ROME - Secretary of State John Kerry met Monday with Israeli Prime Minister Benjamin Netanyahu as the United States and Israel developed their responses to a draft U.N. resolution that would set a two-year timetable for an Israeli-Palestinian peace accord.
Before departing for the talks in Rome, Netanyahu took a hard line and said he would not allow others to dictate conditions for negotiations that might compromise Israel's security. For the U.S., however, the issue is trickier.
The Obama administration is reluctant to do anything right now that can be perceived as interference in Israel's forthcoming election in March, but it is being pressed by close allies to endorse a negotiating framework that largely adheres to U.S. policy.
The resolution proposed by France still hasn't been formally introduced. The draft speaks of the 1967 Mideast borders as the basis for dividing the land, which President Obama has publicly backed, but it doesn't include key Israeli - and U.S. - conditions such as Palestinian recognition of Israel as a Jewish state.
An American veto would upset Palestinians and perhaps some Arab allies frustrated by years of diplomatic gridlock. Several are fighting alongside the U.S. right now against the Islamic State group.
And it could also split the U.S. from close European partners that are seeking to broaden peace efforts after countless U.S.-led mediation failures. America's credibility as a peace broker could be damaged as a result.
At a White House meeting last week, Obama's top foreign policy aides were unable to agree on an approach to France's potential resolution.
One U.S. official familiar with the discussion said Kerry suggested steering away from the effort, while Susan Rice, Obama's national security adviser, supported working with allies to see whether a compromise is possible.
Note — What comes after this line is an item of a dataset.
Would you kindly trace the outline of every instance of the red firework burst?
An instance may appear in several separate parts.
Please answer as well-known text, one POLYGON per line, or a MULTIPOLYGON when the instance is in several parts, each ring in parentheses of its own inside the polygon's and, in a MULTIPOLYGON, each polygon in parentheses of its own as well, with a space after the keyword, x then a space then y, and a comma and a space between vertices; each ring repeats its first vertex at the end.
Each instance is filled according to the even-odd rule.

The official wasn't authorized to speak publicly on the matter and demanded anonymity. State Department spokeswoman Marie Harf said "the account of the substance of that meeting is inaccurate." She didn't elaborate.
Netanyahu made clear Monday he wasn't happy with France's proposal.
"The attempts of the Palestinians and of several European countries to force conditions on Israel will only lead to a deterioration in the regional situation and will endanger Israel; therefore, we will strongly oppose this," Netanyahu said in Rome.